- Born: Tristán de Luna y Arellano Borobia, Spain
- Died: September 16, 1573 New Spain
- Occupations: Explorer and conquistador

= Tristán de Luna y Arellano =

16th-century Spanish explorer and conquistador

Tristán de Luna y Arellano (died September 16, 1573) was a Spanish explorer and conquistador of the 16th century.

== Personal life ==
Born in Borobia, Spain, to a noble family, he came to New Spain, and was sent on an expedition to colonize Florida in 1559. He was the cousin of the viceroy of New Spain, Antonio de Mendoza, and of Juana de Zúñiga, wife of Hernán Cortés. In August of that year, he established an ephemeral colony at modern-day Pensacola, the earliest multi-year European settlement in the continental United States.

== Luna Settlement in Pensacola Bay: Santa María de Ochuse ==
During his years in Mexico, Luna had served with Francisco Vásquez de Coronado on his expedition to the Seven Cities of Cíbola and crushed an Indian rebellion in Oaxaca. Luna was chosen by Luís de Velasco, Viceroy of New Spain (Mexico), to establish a settlement on the Gulf Coast of what is now the United States, and clear an overland trade route to Santa Elena (in what is now South Carolina), where another outpost would be founded. The bay known as "Filipina Bay" (modern Mobile Bay) had been recommended from the September 1558 voyage of Guido de Lavazaris, but Luna's fleet eventually chose "Ochuse Bay" (modern Pensacola Bay) for their settlement. Luna's fleet included eleven crewed ships and more than 1,500 soldiers and settlers, under six captains of cavalry and six of infantry. Luna, however, proved to be an ineffective leader, and the expedition was plagued by multiple disasters, before he was deposed and the remaining survivors of the colony were evacuated.

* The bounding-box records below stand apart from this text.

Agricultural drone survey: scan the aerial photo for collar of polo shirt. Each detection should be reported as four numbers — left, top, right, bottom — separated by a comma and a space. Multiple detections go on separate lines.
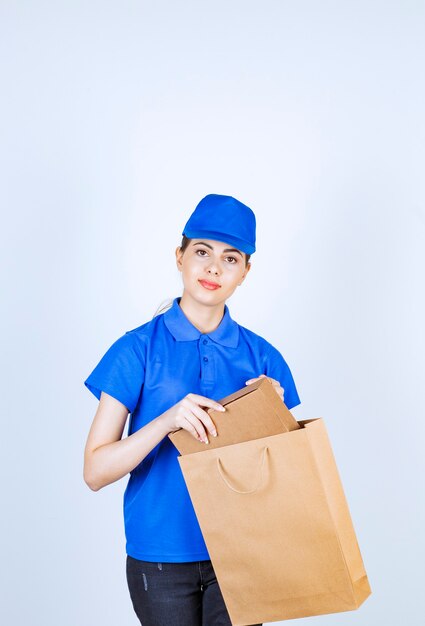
163, 298, 239, 348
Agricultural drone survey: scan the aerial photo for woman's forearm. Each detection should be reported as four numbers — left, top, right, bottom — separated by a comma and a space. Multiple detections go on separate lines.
84, 416, 169, 491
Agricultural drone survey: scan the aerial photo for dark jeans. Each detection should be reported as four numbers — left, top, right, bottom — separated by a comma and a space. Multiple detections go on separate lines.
127, 555, 262, 626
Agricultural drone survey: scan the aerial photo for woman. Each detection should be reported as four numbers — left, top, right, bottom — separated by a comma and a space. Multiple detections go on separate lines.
84, 194, 300, 626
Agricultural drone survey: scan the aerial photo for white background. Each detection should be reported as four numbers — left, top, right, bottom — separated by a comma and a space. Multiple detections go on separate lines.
0, 0, 425, 626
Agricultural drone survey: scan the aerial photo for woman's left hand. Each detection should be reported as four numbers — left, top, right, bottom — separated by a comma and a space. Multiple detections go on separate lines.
245, 374, 285, 402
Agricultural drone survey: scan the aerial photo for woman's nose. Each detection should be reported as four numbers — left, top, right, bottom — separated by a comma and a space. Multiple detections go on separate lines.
208, 263, 219, 274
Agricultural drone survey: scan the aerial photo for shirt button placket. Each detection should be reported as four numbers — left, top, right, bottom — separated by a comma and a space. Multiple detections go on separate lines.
199, 336, 214, 387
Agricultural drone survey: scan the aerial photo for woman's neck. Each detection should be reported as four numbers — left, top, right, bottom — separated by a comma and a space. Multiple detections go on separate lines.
179, 293, 224, 334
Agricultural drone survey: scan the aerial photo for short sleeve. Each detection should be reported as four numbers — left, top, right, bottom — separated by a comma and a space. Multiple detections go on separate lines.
265, 345, 301, 409
84, 331, 145, 413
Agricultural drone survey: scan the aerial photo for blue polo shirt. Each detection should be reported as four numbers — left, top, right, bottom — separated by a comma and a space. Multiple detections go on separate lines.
84, 298, 300, 562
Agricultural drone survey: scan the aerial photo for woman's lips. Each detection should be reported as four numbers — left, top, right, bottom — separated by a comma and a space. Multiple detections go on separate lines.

The party anchored in Pensacola Bay (known as "Ochuse" since the expeditions of Francisco Maldonado during the 1539–1543 expedition of Hernando de Soto) and set up the settlement called Santa María de Ochuse during late August and September 1559. Luna dispatched the factor Luis Daza with a galleon back to Vera Cruz to announce his safe arrival, and plan for resupplying the site. He fitted two other vessels to sail to Spain, awaiting the return of two exploring parties. With much of the colony's stores waiting on the ships, Luna sent several exploring parties inland to scout the area; they returned after three weeks having found only one Indian town. Before they could unload the vessels, on the night of September 19, 1559, a hurricane (with storm surge) swept through and destroyed most of the ships and cargo: five ships, a galleon and a bark, pushing one caravel and its cargo into a grove inland. With the colony in serious danger, most of the men traveled inland to the Alabama River to the village of Nanipacana (also rendered as Nanipacna, Ypacana, and Nypacana), which they had found abandoned; they named the town Santa Cruz de Nanipacana and settled in until the rest of the colony arrived. Back in Mexico, the Viceroy sent two relief ships in November, promising additional aid in the spring.

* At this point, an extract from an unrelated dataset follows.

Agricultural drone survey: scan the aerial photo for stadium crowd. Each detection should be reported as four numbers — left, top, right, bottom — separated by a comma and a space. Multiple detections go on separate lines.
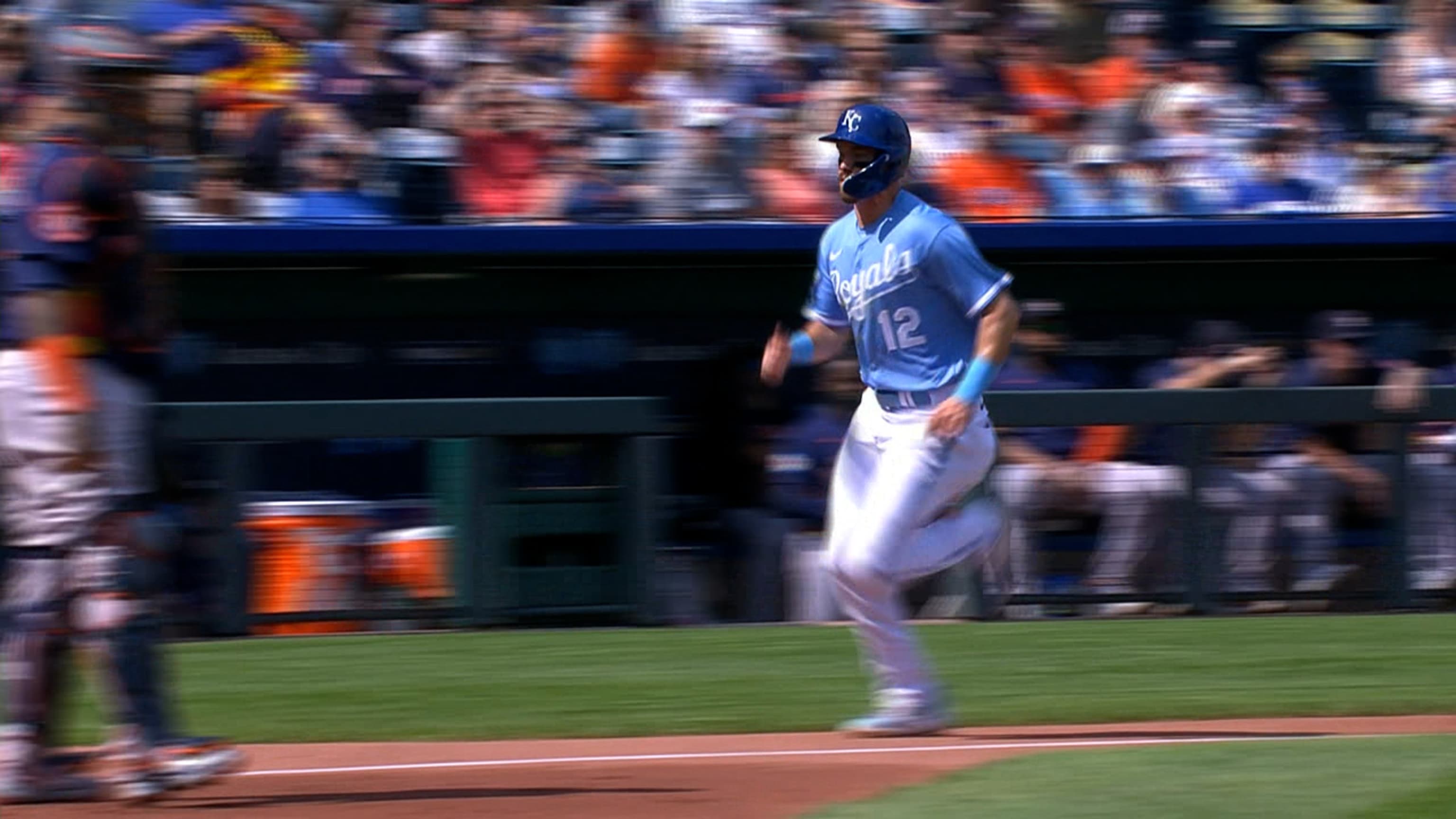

The relief got the colony through the winter, but the supplies expected in the spring had not arrived by September. In mid-February, Luna ordered most of the colonists to move inland to Nanipacana, where they remained through the end of June, 1560. Lack of food at Nanipacana ultimately spurred Luna to send a 200-man detachment upriver to the Coosa chiefdom (Coça) in Northwest Georgia, where they remained through November before returning to Pensacola Bay. Back at Ochuse on Pensacola Bay, in part as a result of increasing tensions between Luna and his remaining officers and men, the Viceroy finally replaced Luna with a new governor, Ángel de Villafañe, who arrived in Pensacola Bay in April 1561 and offered to take all who wished to leave on an expedition to Cuba and Santa Elena. Luna was granted permission to leave, taking a ship to Havana and ultimately Spain, though he ultimately spent the rest of his life in Mexico, where he died in 1573. The Luna settlement was occupied through August, 1561 by a detachment of fifty men under Captain Biedma, left there by Villafañe in case further orders arrived from Viceroy Velasco; after Villafañe picked them up and finally returned to Veracruz, the Pensacola area was not populated again by Europeans until 1698, when the Spanish founded Presidio Santa Maria de Galve on the modern Naval Air Station Pensacola.

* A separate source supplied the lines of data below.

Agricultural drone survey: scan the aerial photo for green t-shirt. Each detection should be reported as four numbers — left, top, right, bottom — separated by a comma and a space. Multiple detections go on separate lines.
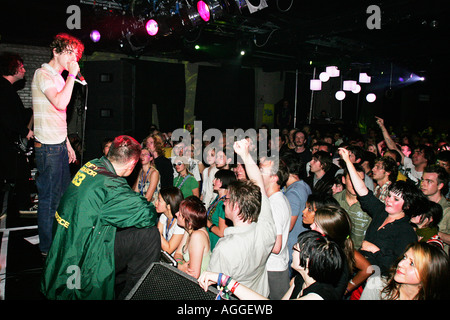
173, 174, 199, 199
207, 196, 225, 251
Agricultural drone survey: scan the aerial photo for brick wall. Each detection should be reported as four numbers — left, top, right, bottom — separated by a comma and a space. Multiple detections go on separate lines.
0, 43, 51, 108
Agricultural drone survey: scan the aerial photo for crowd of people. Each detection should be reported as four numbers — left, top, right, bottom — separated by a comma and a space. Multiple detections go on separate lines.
0, 35, 450, 300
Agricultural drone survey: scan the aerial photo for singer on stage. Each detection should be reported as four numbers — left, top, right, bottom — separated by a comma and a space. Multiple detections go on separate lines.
31, 34, 84, 258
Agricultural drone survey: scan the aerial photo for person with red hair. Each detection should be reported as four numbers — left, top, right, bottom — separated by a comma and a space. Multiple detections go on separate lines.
174, 196, 211, 278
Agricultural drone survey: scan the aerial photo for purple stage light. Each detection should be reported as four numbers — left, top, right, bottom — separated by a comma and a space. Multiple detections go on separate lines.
90, 30, 100, 42
145, 19, 159, 36
197, 1, 211, 22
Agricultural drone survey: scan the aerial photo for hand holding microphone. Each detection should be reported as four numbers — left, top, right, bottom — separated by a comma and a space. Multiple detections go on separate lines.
69, 61, 87, 86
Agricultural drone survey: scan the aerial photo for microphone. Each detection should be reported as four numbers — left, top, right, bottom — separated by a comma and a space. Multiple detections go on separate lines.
75, 72, 87, 86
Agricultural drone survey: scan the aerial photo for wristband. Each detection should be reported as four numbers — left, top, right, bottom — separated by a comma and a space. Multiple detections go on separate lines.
230, 281, 239, 293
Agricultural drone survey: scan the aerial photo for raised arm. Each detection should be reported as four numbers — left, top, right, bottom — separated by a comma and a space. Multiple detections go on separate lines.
198, 271, 268, 300
338, 148, 369, 196
233, 139, 267, 196
375, 117, 405, 164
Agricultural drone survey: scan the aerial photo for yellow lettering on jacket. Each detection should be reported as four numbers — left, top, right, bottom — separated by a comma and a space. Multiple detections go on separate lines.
72, 171, 86, 187
55, 211, 70, 229
81, 166, 97, 177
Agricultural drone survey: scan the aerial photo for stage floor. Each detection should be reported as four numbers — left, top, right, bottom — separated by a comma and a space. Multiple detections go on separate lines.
0, 208, 45, 300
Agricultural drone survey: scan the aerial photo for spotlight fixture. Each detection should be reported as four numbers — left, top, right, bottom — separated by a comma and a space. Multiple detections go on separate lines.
326, 66, 340, 78
319, 72, 330, 82
145, 19, 159, 36
342, 80, 356, 91
245, 0, 268, 13
90, 30, 101, 42
359, 73, 371, 83
335, 90, 345, 101
352, 84, 361, 93
366, 93, 377, 103
309, 79, 322, 91
197, 0, 223, 22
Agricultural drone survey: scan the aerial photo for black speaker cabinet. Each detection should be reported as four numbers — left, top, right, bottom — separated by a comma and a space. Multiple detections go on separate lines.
125, 262, 236, 300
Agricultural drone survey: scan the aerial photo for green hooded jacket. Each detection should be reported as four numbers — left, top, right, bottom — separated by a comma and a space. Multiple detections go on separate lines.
41, 157, 157, 300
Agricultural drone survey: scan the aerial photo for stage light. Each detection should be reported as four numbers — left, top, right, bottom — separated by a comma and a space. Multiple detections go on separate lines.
90, 30, 101, 42
352, 84, 361, 93
326, 66, 340, 78
197, 0, 223, 22
359, 73, 371, 83
335, 90, 345, 101
245, 0, 268, 13
197, 1, 211, 22
309, 79, 322, 91
145, 19, 159, 36
319, 72, 330, 82
342, 80, 356, 91
366, 93, 377, 103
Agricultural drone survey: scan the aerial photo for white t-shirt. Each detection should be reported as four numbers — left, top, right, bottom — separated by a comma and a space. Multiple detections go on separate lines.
400, 157, 423, 183
159, 214, 184, 241
267, 191, 292, 271
202, 167, 219, 208
31, 63, 67, 144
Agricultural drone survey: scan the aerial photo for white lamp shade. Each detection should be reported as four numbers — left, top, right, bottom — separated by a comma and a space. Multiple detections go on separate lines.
352, 84, 361, 93
319, 72, 330, 82
366, 93, 377, 103
335, 90, 345, 101
326, 66, 340, 77
309, 79, 322, 91
342, 80, 356, 91
359, 73, 371, 83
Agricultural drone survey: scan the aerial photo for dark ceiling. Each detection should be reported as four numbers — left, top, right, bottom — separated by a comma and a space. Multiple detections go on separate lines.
0, 0, 450, 73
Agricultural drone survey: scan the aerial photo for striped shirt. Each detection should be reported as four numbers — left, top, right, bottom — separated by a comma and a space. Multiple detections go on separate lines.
31, 63, 67, 144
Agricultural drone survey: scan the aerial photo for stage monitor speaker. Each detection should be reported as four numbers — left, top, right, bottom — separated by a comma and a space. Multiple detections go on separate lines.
125, 262, 236, 300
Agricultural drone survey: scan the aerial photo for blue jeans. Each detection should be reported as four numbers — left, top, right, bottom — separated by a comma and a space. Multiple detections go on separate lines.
35, 142, 71, 253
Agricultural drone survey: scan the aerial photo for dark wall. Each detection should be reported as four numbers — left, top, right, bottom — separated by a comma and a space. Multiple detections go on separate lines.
83, 59, 186, 162
194, 65, 255, 130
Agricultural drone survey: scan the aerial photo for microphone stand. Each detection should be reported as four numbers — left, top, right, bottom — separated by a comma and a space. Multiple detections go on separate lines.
75, 79, 88, 167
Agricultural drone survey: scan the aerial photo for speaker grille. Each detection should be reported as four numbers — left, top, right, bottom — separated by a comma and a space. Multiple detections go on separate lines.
125, 262, 225, 300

The site of Luna's colony was thought to have been re-discovered by local historian Tom Garner in October 2015, but after being investigated by the University of West Florida archaeology program under archaeologist and principal investigator John Worth, it was determined that they had rediscovered an Indian mound that has first been discovered by Smithsonian Institution researchers in the 1880s.

UWF archaeologists identified a roughly 13–15 ha site as Tristán de Luna y Arellano's 1559–1561 settlement Santa María de Ochuse, making it the largest mid-16th-century Spanish site in the Southeast and the earliest multi-year European settlement in the entire United States.